医療ガバナンス学会 (2016年6月13日 06:00)
さて、上記のシンポジウムでは、日本専門医機構はもちろんのこと、内科学会、外科学会のシンポジストともに「医師の地域偏在問題」はないと考える、との発言で一致していました。
彼らの主張の根拠は「各基幹施設の連携施設が全国津々浦々に行き渡っている」との調査結果でした。つまり、全ての二次医療圏を調査した結果、内科系、外科系ともに、連携病院を持たない二次医療圏はたったの一箇所のみであった。そして、研修期間のうち最低1年は連携施設または特別連携施設での研修が義務付けられている。従って、二次医療圏の連携施設にも医師が行き渡り、地域偏在は生じない、という論法(暴論?)です。
当然、会場からも多数の異議、質問がなされました。それらの内容は皆さんもおおむね想像できることと思いますので、一つだけ紹介します。
「臨床研修制度が始まる前も「研修病院は全国にあまねく存在するため医師偏在は起こりえない」と言っていた。現状はどうだ?」
新制度の医師偏在への影響がどれほど深刻になるのかは予測困難としか言いようがなく、新制度の運用が(万が一)始まってみないと判らないとは思います。ただし、厚労省はこの問題についてかなり敏感になっていることが今年に入ってからの動きをみると良くわかります。
当初、厚労省は新専門医制度には関与しない、という立場でした。第三者機関である「日本専門医機構」が認可するプログラムを「プロフェッショナルオートノミー」で運用する制度であるから、厚労省は無関係である、ということです。
実際、昨年の臨床研修研究会において、厚労省の担当官が「専門医機構が認定した専門医に対して、厚労省が保険診療上何らかのインセンティブを与えることは、制度上ありえない」と発言しています。
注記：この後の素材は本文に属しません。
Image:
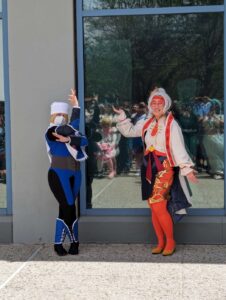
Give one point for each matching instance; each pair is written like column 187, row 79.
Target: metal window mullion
column 224, row 105
column 7, row 107
column 80, row 80
column 153, row 11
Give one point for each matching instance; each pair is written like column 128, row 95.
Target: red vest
column 169, row 121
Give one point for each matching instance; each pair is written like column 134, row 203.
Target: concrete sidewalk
column 106, row 271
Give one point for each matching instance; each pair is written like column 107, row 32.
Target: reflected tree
column 126, row 55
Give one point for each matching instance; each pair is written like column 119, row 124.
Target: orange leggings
column 161, row 219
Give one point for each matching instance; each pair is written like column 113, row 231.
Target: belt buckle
column 151, row 148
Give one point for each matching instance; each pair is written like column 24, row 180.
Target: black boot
column 59, row 249
column 73, row 250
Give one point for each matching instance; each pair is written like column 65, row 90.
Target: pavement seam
column 20, row 268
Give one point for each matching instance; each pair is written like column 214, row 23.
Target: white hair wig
column 160, row 92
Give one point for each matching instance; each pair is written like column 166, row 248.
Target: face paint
column 157, row 106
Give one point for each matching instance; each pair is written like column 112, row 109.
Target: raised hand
column 117, row 111
column 61, row 138
column 73, row 98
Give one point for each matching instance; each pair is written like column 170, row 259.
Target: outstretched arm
column 75, row 115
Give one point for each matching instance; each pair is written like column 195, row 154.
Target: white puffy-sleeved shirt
column 173, row 145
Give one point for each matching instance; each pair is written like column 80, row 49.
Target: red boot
column 166, row 223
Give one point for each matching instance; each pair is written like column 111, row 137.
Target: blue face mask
column 59, row 120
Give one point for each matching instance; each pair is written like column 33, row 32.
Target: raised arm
column 126, row 127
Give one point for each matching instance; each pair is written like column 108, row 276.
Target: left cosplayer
column 65, row 147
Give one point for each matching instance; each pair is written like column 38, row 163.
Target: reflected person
column 65, row 146
column 165, row 166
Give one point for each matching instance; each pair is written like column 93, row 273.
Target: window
column 127, row 54
column 113, row 4
column 4, row 204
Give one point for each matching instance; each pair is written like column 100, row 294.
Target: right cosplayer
column 166, row 165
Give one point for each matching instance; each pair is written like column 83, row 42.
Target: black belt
column 65, row 163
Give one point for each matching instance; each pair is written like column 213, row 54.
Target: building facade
column 114, row 53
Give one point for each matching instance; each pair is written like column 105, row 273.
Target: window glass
column 124, row 57
column 2, row 130
column 112, row 4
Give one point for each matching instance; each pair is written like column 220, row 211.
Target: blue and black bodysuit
column 64, row 174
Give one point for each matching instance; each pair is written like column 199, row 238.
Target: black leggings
column 66, row 212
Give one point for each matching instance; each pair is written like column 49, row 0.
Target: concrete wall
column 41, row 68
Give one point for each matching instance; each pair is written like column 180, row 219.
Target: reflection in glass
column 124, row 58
column 2, row 130
column 120, row 4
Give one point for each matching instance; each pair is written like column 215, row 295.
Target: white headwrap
column 160, row 92
column 59, row 107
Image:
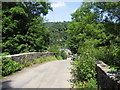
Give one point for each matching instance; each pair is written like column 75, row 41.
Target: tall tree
column 23, row 28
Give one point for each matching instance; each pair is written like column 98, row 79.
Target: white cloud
column 58, row 4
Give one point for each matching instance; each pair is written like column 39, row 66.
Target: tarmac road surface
column 55, row 74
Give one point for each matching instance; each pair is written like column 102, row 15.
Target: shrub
column 9, row 66
column 64, row 54
column 44, row 59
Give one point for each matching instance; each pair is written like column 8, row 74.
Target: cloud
column 58, row 4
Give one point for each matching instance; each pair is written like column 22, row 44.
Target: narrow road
column 55, row 74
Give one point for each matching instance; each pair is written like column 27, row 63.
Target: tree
column 23, row 28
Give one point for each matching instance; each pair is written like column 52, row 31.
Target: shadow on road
column 6, row 85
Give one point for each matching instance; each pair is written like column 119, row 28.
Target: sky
column 62, row 11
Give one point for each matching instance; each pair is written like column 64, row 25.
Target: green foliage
column 23, row 28
column 44, row 59
column 64, row 54
column 55, row 49
column 9, row 66
column 94, row 35
column 92, row 83
column 58, row 34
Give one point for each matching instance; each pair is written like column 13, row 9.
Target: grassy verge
column 9, row 66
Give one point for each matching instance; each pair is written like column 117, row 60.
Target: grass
column 41, row 60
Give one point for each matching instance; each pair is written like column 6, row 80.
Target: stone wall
column 24, row 57
column 107, row 79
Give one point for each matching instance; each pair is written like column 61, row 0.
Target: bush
column 9, row 66
column 64, row 54
column 44, row 59
column 55, row 49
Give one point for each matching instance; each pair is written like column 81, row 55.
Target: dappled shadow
column 6, row 85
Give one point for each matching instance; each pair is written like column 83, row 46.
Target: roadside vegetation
column 94, row 34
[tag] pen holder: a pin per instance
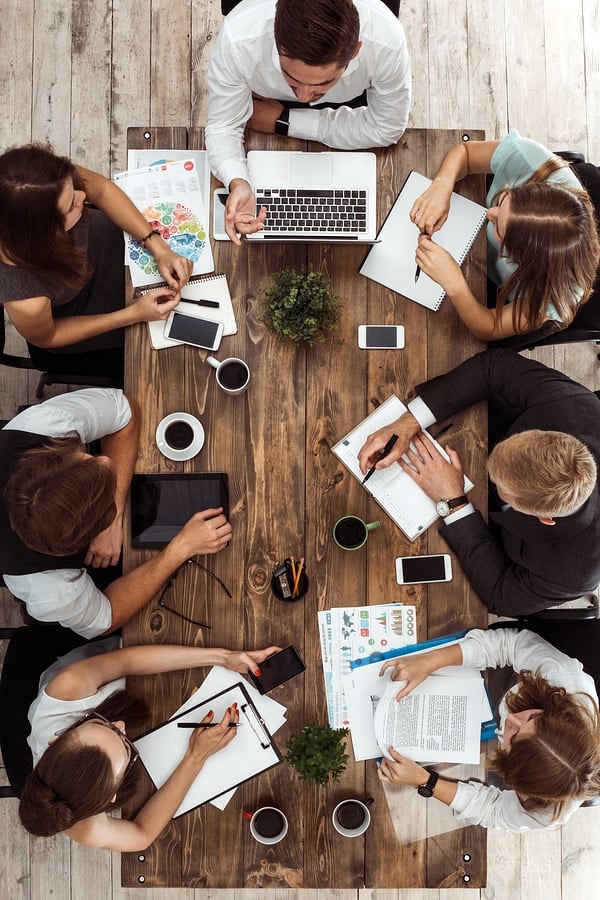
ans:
(283, 582)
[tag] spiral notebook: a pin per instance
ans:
(391, 262)
(209, 299)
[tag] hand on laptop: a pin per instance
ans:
(240, 212)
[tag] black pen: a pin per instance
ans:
(206, 724)
(214, 304)
(383, 453)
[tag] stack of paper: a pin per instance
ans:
(359, 632)
(169, 196)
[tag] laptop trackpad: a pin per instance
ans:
(311, 169)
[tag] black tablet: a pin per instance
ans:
(161, 504)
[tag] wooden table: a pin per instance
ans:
(286, 490)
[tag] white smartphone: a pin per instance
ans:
(195, 331)
(381, 337)
(422, 569)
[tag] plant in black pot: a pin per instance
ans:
(317, 752)
(299, 306)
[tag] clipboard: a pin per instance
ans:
(251, 752)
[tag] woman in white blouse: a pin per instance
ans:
(549, 733)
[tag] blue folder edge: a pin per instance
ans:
(488, 729)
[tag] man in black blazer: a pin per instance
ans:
(545, 509)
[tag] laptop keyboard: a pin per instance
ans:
(314, 211)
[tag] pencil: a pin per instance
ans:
(207, 724)
(297, 579)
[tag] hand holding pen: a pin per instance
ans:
(387, 449)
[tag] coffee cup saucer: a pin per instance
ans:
(187, 452)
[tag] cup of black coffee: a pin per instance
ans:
(179, 435)
(268, 825)
(351, 818)
(233, 374)
(350, 532)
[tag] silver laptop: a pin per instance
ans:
(315, 196)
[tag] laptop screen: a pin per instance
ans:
(161, 504)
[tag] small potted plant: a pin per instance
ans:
(317, 752)
(299, 306)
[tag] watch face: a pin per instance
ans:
(442, 508)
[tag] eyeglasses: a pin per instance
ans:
(171, 582)
(102, 720)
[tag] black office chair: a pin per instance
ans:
(228, 5)
(30, 651)
(63, 368)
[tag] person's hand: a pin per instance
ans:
(411, 670)
(206, 532)
(156, 305)
(205, 742)
(175, 269)
(439, 265)
(405, 427)
(430, 210)
(265, 113)
(439, 479)
(105, 548)
(240, 211)
(247, 660)
(401, 770)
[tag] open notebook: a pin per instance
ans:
(395, 491)
(391, 262)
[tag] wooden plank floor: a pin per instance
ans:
(79, 73)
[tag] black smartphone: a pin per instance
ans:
(278, 668)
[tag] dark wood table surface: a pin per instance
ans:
(286, 491)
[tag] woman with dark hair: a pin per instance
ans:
(61, 263)
(543, 248)
(84, 763)
(549, 733)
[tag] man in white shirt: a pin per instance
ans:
(62, 509)
(272, 57)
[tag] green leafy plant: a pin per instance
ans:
(299, 306)
(317, 752)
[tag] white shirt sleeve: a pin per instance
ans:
(89, 414)
(67, 595)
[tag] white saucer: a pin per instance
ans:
(197, 442)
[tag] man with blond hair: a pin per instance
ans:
(543, 542)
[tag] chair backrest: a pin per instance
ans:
(31, 650)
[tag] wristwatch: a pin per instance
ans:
(426, 790)
(282, 123)
(445, 507)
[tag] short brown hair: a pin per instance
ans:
(560, 762)
(317, 32)
(57, 500)
(548, 473)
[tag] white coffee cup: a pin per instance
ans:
(268, 825)
(351, 817)
(233, 374)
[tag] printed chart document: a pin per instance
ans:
(170, 199)
(395, 491)
(391, 262)
(348, 633)
(213, 288)
(439, 721)
(252, 750)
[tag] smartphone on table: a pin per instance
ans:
(189, 329)
(381, 337)
(423, 569)
(277, 669)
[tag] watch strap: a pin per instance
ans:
(282, 122)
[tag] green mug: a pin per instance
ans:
(351, 533)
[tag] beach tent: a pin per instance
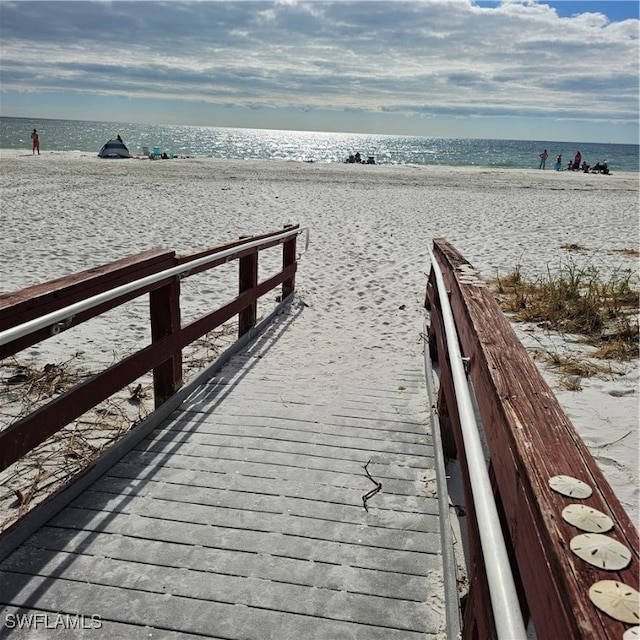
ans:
(114, 149)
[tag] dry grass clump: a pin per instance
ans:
(578, 301)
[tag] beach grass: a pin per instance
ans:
(602, 311)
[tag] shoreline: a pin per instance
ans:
(371, 228)
(14, 154)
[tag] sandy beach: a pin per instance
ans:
(362, 279)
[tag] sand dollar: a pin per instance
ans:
(616, 599)
(601, 551)
(569, 486)
(587, 518)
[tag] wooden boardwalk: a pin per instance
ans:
(241, 516)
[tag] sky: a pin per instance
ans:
(514, 69)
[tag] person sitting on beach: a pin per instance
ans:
(543, 159)
(36, 142)
(601, 167)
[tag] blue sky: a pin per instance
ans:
(524, 69)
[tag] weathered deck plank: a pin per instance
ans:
(242, 517)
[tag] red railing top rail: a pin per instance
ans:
(531, 440)
(56, 320)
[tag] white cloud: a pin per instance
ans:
(413, 57)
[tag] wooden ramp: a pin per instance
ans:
(242, 516)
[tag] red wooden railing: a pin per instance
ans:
(530, 440)
(157, 272)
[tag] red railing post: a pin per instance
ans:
(288, 259)
(248, 279)
(164, 306)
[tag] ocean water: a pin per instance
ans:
(307, 146)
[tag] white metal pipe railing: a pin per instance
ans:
(502, 590)
(449, 565)
(58, 319)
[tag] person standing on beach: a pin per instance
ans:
(543, 159)
(36, 142)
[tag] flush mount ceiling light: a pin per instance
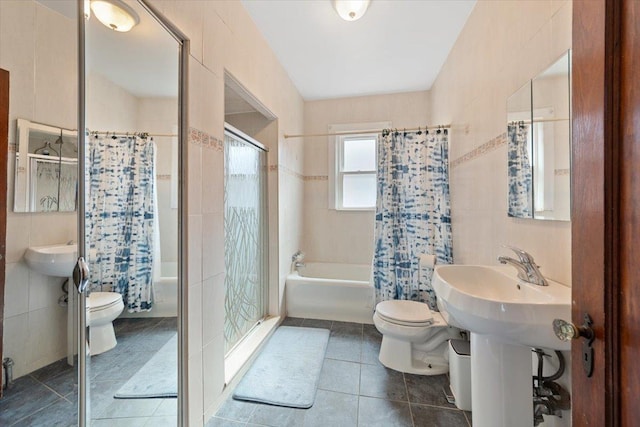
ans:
(351, 10)
(115, 14)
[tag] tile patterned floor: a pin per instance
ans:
(355, 390)
(48, 397)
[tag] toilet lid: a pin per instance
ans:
(411, 313)
(101, 300)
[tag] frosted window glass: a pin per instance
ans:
(359, 191)
(359, 155)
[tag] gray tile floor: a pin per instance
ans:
(48, 397)
(354, 390)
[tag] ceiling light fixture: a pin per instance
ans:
(351, 10)
(115, 14)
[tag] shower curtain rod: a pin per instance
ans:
(517, 122)
(139, 134)
(356, 132)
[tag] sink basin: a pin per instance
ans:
(52, 260)
(506, 317)
(493, 301)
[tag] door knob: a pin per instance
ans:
(567, 331)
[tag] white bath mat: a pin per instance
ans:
(287, 371)
(157, 378)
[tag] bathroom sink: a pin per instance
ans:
(52, 260)
(493, 301)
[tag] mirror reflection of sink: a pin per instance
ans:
(506, 318)
(492, 300)
(52, 260)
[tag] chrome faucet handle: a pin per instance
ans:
(524, 256)
(298, 256)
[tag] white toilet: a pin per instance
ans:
(414, 338)
(102, 310)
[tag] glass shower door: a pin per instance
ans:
(245, 230)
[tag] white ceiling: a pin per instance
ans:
(143, 61)
(397, 46)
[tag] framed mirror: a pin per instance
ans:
(46, 168)
(519, 167)
(539, 145)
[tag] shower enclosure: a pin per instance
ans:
(245, 232)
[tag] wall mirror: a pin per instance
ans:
(133, 113)
(46, 168)
(539, 145)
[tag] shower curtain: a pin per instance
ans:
(520, 178)
(413, 215)
(120, 217)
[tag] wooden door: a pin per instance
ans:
(4, 152)
(606, 209)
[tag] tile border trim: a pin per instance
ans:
(480, 151)
(204, 139)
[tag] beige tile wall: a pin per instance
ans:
(341, 236)
(503, 44)
(43, 88)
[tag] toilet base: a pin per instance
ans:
(400, 356)
(101, 338)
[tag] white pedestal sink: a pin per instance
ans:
(58, 261)
(506, 318)
(52, 260)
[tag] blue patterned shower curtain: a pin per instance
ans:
(413, 215)
(120, 218)
(520, 177)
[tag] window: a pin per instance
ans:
(352, 165)
(356, 172)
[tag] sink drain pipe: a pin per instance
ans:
(549, 397)
(7, 370)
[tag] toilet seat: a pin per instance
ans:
(406, 313)
(99, 301)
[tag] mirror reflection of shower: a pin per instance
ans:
(132, 214)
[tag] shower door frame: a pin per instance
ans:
(264, 151)
(183, 45)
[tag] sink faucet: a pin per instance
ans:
(526, 266)
(298, 260)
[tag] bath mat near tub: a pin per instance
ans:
(157, 378)
(287, 371)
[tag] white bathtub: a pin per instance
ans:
(331, 291)
(165, 290)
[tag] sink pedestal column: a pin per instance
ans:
(72, 321)
(501, 383)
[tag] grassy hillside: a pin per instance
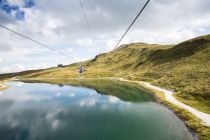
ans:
(184, 68)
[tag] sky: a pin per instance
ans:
(60, 24)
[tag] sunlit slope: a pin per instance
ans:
(184, 68)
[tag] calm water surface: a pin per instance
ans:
(31, 111)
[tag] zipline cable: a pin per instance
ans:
(50, 48)
(132, 24)
(86, 19)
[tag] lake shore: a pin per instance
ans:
(192, 122)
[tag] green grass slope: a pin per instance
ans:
(184, 68)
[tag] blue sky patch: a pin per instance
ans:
(20, 15)
(29, 3)
(7, 7)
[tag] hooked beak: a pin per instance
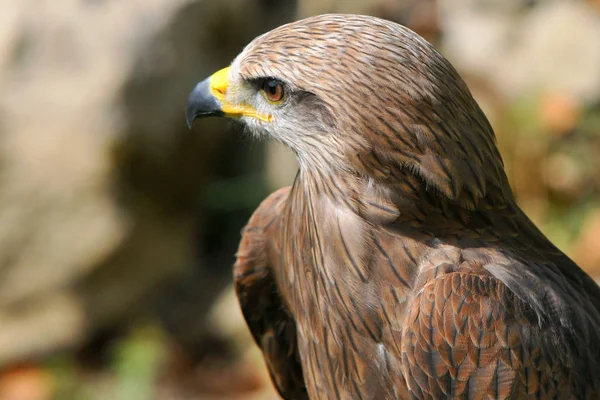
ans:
(208, 99)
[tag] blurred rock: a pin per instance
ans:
(548, 46)
(587, 251)
(100, 179)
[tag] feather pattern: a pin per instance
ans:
(399, 265)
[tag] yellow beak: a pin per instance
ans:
(208, 99)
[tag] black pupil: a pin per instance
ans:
(272, 86)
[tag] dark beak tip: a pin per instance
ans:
(201, 103)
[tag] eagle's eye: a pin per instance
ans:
(273, 90)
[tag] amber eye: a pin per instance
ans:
(273, 90)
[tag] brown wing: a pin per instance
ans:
(469, 336)
(271, 325)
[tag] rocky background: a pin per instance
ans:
(118, 225)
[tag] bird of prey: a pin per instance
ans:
(398, 264)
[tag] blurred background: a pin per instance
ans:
(118, 225)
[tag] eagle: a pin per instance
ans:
(398, 265)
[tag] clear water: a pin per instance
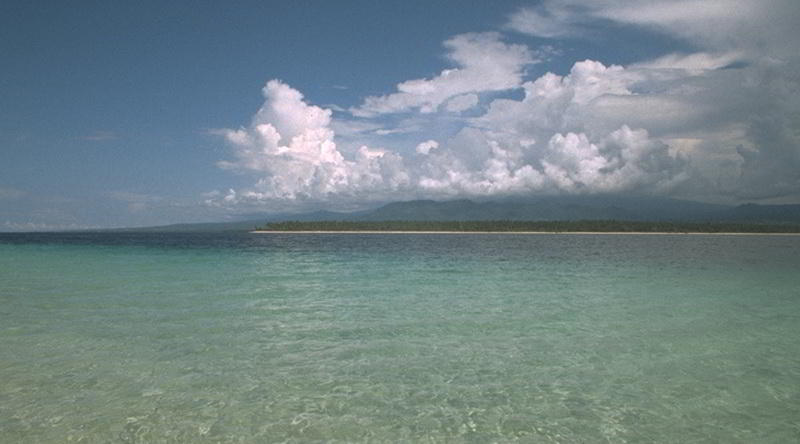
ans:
(387, 338)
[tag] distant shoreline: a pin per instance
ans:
(521, 232)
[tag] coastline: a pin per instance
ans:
(523, 232)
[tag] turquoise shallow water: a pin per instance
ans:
(386, 338)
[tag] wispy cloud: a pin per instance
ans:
(11, 193)
(100, 136)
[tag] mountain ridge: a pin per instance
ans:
(550, 208)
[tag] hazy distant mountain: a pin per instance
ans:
(541, 208)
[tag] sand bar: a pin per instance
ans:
(521, 232)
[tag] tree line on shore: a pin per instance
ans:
(599, 226)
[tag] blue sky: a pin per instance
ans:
(140, 113)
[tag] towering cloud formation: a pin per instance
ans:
(715, 124)
(291, 147)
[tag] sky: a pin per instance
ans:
(120, 113)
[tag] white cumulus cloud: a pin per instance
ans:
(483, 62)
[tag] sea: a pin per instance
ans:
(475, 338)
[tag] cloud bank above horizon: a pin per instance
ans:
(720, 123)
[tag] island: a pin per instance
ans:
(514, 226)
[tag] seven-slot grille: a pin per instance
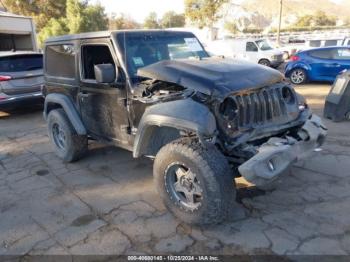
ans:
(260, 107)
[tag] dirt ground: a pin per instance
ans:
(107, 204)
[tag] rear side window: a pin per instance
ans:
(323, 54)
(251, 47)
(343, 54)
(60, 61)
(315, 43)
(330, 42)
(19, 63)
(94, 55)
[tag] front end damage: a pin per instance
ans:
(276, 155)
(261, 125)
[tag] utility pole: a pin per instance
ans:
(279, 25)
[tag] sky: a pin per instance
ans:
(139, 9)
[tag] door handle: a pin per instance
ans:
(84, 95)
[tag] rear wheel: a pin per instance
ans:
(195, 183)
(265, 62)
(69, 146)
(298, 76)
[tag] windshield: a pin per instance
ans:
(263, 45)
(143, 49)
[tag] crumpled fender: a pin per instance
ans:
(184, 115)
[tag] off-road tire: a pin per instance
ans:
(212, 170)
(265, 62)
(75, 145)
(298, 71)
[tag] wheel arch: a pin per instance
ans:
(163, 123)
(54, 101)
(264, 58)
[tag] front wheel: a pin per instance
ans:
(195, 183)
(265, 62)
(298, 76)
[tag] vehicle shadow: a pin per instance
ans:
(20, 111)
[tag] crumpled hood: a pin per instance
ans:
(213, 75)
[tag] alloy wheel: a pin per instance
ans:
(59, 136)
(297, 76)
(183, 186)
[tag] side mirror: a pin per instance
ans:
(105, 73)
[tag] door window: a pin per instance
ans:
(60, 61)
(330, 42)
(323, 54)
(94, 55)
(315, 43)
(343, 54)
(251, 47)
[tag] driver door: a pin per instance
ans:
(102, 105)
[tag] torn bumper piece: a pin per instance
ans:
(277, 154)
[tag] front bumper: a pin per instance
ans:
(277, 154)
(19, 100)
(276, 63)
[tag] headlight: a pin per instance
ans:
(288, 95)
(229, 109)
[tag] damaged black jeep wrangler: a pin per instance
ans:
(205, 120)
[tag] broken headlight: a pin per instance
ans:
(229, 109)
(288, 95)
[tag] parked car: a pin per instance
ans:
(253, 50)
(295, 46)
(319, 64)
(21, 78)
(158, 93)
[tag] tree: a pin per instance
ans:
(321, 19)
(318, 19)
(172, 19)
(151, 21)
(53, 28)
(122, 22)
(204, 13)
(79, 17)
(42, 11)
(74, 16)
(94, 19)
(231, 27)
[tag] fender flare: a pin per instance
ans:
(184, 115)
(68, 106)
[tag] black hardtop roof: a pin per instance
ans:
(102, 34)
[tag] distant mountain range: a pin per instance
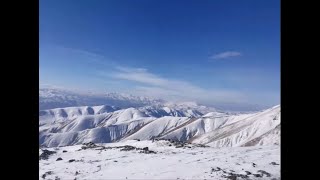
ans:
(105, 124)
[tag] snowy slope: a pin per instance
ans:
(74, 125)
(239, 132)
(50, 98)
(113, 161)
(105, 124)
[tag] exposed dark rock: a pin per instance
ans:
(45, 154)
(257, 175)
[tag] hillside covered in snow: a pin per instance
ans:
(106, 124)
(161, 159)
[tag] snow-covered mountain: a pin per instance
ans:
(50, 98)
(105, 124)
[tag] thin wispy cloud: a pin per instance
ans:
(226, 55)
(150, 84)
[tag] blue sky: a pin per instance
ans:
(223, 53)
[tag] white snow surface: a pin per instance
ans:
(169, 162)
(106, 124)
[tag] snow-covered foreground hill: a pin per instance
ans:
(106, 124)
(161, 159)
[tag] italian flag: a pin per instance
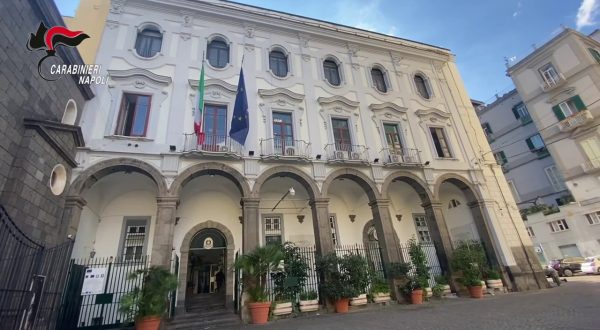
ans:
(198, 127)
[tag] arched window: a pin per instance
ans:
(332, 72)
(218, 53)
(148, 42)
(278, 63)
(422, 86)
(379, 80)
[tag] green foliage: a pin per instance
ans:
(469, 257)
(337, 283)
(152, 298)
(290, 281)
(255, 267)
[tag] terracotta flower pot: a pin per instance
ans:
(341, 305)
(259, 312)
(416, 297)
(476, 291)
(148, 323)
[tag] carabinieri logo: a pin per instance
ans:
(48, 39)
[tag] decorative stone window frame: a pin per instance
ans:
(216, 92)
(285, 101)
(70, 113)
(386, 78)
(288, 55)
(136, 81)
(428, 85)
(340, 65)
(390, 113)
(232, 55)
(343, 108)
(139, 28)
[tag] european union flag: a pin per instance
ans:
(239, 121)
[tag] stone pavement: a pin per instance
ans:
(573, 305)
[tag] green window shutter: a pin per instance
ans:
(578, 103)
(558, 113)
(529, 143)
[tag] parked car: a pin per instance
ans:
(568, 266)
(591, 265)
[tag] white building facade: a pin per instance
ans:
(375, 135)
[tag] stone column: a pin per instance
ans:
(388, 240)
(162, 244)
(321, 226)
(251, 224)
(71, 216)
(438, 230)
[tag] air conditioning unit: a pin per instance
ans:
(290, 151)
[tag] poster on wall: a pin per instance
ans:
(93, 282)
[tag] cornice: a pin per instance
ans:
(140, 73)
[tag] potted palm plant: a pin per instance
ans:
(255, 267)
(149, 302)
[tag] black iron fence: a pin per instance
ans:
(31, 278)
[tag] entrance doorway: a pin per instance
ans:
(207, 265)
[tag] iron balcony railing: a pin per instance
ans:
(278, 147)
(346, 152)
(400, 156)
(212, 144)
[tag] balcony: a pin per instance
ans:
(400, 157)
(552, 82)
(213, 145)
(282, 149)
(346, 153)
(576, 120)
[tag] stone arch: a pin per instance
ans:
(412, 180)
(184, 259)
(210, 168)
(357, 176)
(103, 168)
(289, 171)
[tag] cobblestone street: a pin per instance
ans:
(573, 305)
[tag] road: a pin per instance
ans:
(573, 305)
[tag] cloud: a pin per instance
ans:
(588, 10)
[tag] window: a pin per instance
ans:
(341, 134)
(134, 114)
(148, 42)
(549, 74)
(134, 239)
(218, 53)
(422, 229)
(500, 158)
(283, 132)
(422, 86)
(332, 72)
(334, 229)
(558, 225)
(568, 107)
(593, 218)
(440, 142)
(278, 63)
(273, 228)
(555, 178)
(379, 80)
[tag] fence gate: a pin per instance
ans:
(31, 278)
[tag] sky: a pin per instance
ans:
(481, 33)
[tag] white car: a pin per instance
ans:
(591, 265)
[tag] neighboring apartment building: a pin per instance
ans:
(354, 137)
(560, 86)
(39, 137)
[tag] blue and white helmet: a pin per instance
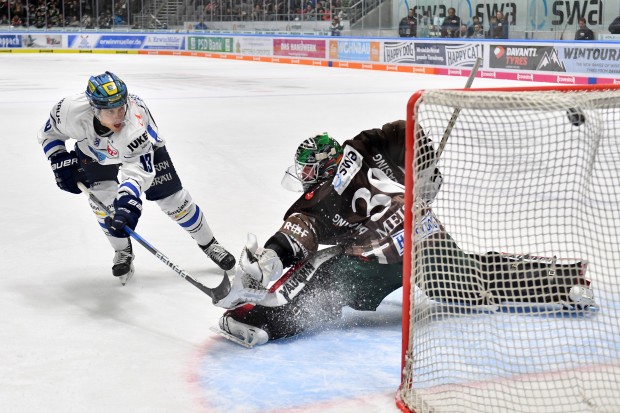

しかし、そうこうしているうちに医師会、地方自治体、病院会など各方面から反対の激しい火の手が上がり始めます。すると厚労省は「必要ならば助言、各種仲介の労(!)をとる」などと表明することになります。
ところがその程度では反対論は収まるはずがありません。そこで3月には、厚労省社会保障審議会医療部会「専門医養成の在り方に関する専門委員会」を立ち上げざるを得なくなりました。
また厚労省医事課長から、各都道府県に地域医療の確保の改善(文面のまま)を図るための地域協議会設置を要請する、との通知がなされました(3月31日)。この通知は日本医師会、日本病院協会、全国自治体病院協議会、全国医学部長病院長会議、その他関係各団体、省庁にも周知されています。この事業支援のための予算も計上されています。
さらに「医療機関に対し地域医療に配慮した養成プログラムの作成に必要な経費などを補助」する予算も計上されました。両者を合わせると2億円以上の規模です。
その一環として、5月2日には厚労省医事課長名で、19の基本診療科全ての卒後3~5年目医師の在籍状況調査を行え、との通知がなされました。専攻医が都市部に集中することを避けるため、各都道府県の定数を設定する資料とする、とのことです。
つまり、新専門医制度は事実上、厚労省主導の事業に移行しつつあると考えていいでしょう。また、穿った見方をすれば、諸批判に晒された厚労省側としては、日本専門医機構なる任意団体にはもう任せてはおけない、と介入に踏み切った、とも考えられます。
そして、5月30日には第三回の「専門医養成の在り方に関する専門委員会」が開かれました。来年度はまず「試行」期間にする、といった提案がなされたとのことです。また、日本専門医機構の権限の縮小(そもそも任意団体なので、権限もなにもあったものではないと思うのですが)も提案されたとのこと。今後の動向を見守りたいと思います。
さて、医師の地域偏在問題に戻ります。個人的には、新制度が地域偏在を助長する可能性があるとすれば、「その問題を避ける」この一点だけをもっても、無期限延期で議論とシミュレーションを尽くす、あるいは全く白紙に戻すべきと考えます。しかも医師偏在問題以外にも呆れるほど多方面に問題を抱えた制度です。将来の日本医療をこれ以上悪い方向に向かわせるわけにはいきません。
次回は、第一回の質疑応答の続き、つまり、地域偏在問題以外の問題を掘り下げる予定です。今回も拙稿をお読みいただきありがとうございました。